Cela a été rappelé, dans les pays nordiques, les doctrines du maintien de l’ordre reposent sur la désescalade et non sur l’escalade. Au contraire, on a le sentiment qu’en France on tombe dans l’excès inverse, alors même que cette vision est remise en cause dans les rangs de la police et que certains syndicats rappellent qu’il ne faut pas mettre en gestion de foule des BAC ou des BRAV-M.

C’est pourtant bien ce que l’on a vu dans les rues de Paris, le 5 décembre dernier. Il aura fallu qu’un certain nombre de journalistes ou de citoyens, que je tiens à saluer, filment ces scènes pour que l’on puisse enfin prendre conscience de la réalité. Ces BRAV-M ont bien été envoyées – elles ne sont pas venues d’elles-mêmes – dans la manifestation parisienne, le 5 décembre dernier.

Voilà ce qui se passe lorsque l’on mobilise des policiers qui ne sont ni formés à ce type d’opération de maintien de l’ordre ni équipés pour cela : les dérives sont très fortes. Ainsi, on a vu un homme à terre frappé par des policiers.
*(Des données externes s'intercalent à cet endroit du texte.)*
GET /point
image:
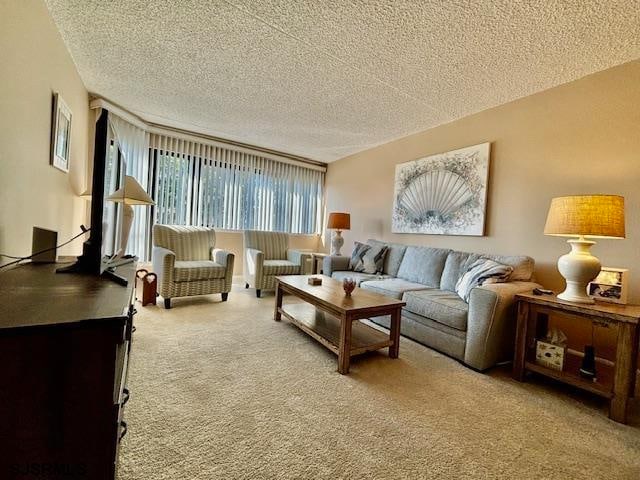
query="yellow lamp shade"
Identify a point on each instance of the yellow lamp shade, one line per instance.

Que faut-il faire ? Face à la brutalité extrême de certains manifestants, il ne faut pas l’oublier, il faut agir, mais il ne faut pas non plus tomber dans la logique du « camp contre camp », parce que la police républicaine défend l’intérêt général. Il faut au contraire que cette doctrine évolue, que cesse la banalisation des violences policières, qui crée le manque de confiance d’une partie de la population envers la police.

Pour cela, il faut notamment interdire l’usage des lanceurs de balles de défense, revenir à des stratégies de désescalade. Il faut également donner davantage de moyens et d’indépendance à l’IGPN. Beaucoup peut être fait aujourd’hui pour revenir à une situation plus normale, plus garante de la démocratie.

On ne peut pas renvoyer les graves difficultés dans le maintien de l’ordre à des problèmes individuels de déontologie. C’est bien la stratégie politique du Gouvernement qui doit être revue.